How do you know when God is speaking? It’s one of those questions posed to ministers such as myself all the time. People expect us to know the answer. We expect ourselves to know the answer to that question also, but we don’t. Not really. We do know the answer perhaps, but not well enough that it makes sense to anyone other than ourselves.

One thing I do know is that listening for God is no ordinary listening. It involves what the writer Maria Harris refers to as “thick listening,” the capacity to identify the important, life-giving sounds that signal to us that we’d be wise to sit up and pay attention.
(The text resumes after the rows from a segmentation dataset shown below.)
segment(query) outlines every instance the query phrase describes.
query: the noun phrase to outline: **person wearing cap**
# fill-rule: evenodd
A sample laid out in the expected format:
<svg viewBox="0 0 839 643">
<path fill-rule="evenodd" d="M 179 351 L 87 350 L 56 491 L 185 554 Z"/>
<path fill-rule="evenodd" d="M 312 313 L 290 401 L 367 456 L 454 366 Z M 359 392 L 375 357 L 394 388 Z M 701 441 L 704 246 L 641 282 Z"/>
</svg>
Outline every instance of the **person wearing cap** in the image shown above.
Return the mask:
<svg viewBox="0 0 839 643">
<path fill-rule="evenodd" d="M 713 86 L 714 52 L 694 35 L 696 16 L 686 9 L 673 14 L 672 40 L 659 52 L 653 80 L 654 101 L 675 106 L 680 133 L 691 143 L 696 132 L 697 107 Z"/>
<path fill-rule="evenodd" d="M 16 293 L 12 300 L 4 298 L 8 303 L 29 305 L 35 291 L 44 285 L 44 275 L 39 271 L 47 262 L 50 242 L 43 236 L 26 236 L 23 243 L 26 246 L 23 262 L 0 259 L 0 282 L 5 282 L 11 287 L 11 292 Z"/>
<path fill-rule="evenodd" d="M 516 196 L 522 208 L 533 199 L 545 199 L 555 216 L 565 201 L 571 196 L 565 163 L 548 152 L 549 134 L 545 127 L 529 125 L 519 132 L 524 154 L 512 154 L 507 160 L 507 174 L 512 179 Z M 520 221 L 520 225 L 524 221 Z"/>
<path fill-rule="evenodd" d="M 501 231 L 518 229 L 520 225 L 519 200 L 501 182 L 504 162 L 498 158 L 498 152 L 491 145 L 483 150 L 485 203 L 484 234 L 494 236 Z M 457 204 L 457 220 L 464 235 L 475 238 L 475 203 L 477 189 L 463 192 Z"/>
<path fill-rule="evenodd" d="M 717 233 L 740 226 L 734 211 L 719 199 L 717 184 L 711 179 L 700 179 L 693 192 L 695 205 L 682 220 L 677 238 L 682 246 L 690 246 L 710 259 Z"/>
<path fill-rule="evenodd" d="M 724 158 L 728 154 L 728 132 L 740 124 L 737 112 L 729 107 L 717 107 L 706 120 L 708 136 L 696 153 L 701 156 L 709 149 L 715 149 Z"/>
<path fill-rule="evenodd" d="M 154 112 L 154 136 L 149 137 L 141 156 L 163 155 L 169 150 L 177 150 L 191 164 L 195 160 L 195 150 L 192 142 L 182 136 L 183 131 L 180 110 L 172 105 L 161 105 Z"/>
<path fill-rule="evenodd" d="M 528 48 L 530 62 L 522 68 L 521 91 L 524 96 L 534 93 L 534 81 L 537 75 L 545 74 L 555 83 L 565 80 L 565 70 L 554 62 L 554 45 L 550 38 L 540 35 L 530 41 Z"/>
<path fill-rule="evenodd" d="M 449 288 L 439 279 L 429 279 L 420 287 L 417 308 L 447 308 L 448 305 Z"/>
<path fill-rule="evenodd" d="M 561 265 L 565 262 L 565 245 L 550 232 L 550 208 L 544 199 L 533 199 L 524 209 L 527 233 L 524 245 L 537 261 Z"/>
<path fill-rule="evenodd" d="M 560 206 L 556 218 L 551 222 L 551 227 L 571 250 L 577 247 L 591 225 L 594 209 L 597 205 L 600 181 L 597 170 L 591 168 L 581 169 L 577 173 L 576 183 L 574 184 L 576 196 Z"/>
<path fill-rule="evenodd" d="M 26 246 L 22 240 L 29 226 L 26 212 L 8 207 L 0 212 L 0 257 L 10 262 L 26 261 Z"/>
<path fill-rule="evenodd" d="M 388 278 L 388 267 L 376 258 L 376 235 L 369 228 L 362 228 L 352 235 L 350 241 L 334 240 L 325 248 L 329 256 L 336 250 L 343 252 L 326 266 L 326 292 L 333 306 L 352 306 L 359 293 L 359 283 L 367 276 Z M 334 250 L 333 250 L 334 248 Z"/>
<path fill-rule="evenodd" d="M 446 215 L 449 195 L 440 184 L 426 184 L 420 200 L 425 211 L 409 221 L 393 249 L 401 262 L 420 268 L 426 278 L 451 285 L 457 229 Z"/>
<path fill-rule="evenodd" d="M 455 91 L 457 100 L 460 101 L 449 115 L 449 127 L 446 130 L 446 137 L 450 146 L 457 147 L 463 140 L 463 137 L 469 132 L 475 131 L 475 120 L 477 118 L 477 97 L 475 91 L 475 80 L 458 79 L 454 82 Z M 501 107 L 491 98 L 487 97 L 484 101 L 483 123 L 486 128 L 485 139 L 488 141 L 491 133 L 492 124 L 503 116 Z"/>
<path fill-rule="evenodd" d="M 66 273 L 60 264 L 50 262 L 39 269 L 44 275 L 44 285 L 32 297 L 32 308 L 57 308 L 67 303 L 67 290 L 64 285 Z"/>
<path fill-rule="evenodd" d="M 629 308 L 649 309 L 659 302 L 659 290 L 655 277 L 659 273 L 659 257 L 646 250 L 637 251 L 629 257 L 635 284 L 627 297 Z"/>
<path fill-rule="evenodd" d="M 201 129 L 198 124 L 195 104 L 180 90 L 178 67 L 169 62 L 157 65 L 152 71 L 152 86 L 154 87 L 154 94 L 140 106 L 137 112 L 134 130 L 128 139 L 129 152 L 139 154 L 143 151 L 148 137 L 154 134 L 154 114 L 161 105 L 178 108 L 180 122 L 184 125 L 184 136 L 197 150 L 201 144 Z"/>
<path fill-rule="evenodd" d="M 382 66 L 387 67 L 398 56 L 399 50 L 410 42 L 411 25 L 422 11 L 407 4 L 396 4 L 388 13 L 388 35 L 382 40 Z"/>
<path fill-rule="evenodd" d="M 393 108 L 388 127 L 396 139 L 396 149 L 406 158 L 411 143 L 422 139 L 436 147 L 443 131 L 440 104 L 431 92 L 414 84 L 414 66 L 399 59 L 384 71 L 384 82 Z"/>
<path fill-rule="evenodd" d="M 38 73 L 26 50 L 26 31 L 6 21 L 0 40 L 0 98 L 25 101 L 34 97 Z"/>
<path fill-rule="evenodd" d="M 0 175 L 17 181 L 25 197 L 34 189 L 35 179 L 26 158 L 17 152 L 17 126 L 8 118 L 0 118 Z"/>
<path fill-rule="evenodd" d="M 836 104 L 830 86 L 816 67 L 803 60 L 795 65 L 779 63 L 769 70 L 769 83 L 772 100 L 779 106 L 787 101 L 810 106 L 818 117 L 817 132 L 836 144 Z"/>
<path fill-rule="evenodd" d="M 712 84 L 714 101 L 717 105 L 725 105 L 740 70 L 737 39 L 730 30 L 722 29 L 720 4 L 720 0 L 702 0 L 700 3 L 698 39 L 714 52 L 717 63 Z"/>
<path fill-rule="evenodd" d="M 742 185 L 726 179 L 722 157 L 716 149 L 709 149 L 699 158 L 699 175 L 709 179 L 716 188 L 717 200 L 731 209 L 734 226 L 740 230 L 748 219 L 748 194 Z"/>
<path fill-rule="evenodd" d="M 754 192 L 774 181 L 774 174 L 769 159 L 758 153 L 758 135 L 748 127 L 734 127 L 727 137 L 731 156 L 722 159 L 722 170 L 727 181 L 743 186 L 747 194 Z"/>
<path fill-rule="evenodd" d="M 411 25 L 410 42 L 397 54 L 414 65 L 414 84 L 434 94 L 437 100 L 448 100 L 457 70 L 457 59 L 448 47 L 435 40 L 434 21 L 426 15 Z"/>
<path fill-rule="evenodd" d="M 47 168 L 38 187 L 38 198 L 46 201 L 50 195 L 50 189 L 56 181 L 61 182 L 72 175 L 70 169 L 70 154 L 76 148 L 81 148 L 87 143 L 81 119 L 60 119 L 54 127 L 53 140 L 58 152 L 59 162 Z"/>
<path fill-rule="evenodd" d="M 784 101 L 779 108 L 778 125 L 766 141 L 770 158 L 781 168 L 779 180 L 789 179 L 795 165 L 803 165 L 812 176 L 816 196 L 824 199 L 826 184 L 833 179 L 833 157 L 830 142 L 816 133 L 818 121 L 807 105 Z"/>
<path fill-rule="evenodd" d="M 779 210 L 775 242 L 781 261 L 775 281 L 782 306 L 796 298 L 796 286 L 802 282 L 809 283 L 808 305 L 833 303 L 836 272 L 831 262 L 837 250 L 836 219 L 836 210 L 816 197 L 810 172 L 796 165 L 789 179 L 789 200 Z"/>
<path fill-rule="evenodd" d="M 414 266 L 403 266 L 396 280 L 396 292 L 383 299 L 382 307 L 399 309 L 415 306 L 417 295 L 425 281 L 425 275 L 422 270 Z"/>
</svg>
I recall the first time I felt my daughter kicking and stirring inside my womb, around the second trimester of pregnancy. I was in my study at home, typing on my computer. I stopped typing in mid-sentence and lost that thought. I was mystified and petrified, fascinated and horrified, by the sensation of a human knocking around inside me. The sensation of new life stirring in the womb is called quickening. But that morning was not the first time my daughter quickened inside me. She’d been thumping and knocking about inside me for weeks before, since conception I’m told. But I didn’t know it. By the time she made her presence felt that morning, around the fifth or sixth month, she’d grown large enough inside to become an undeniable force. It’s a similar sort of feeling when you feel twinges of something yet unnamed knocking about within you, evolving and stretching into being, causing you to feel restless. Voices within you have been knocking about for sometime trying to get your attention. It’s just taken some time for you to notice. And now that you have noticed, listen carefully. It may just be the divine reaching out to you saying: sit up and pay attention.

Describe experiences in your life when you’ve felt “this just has to be God.”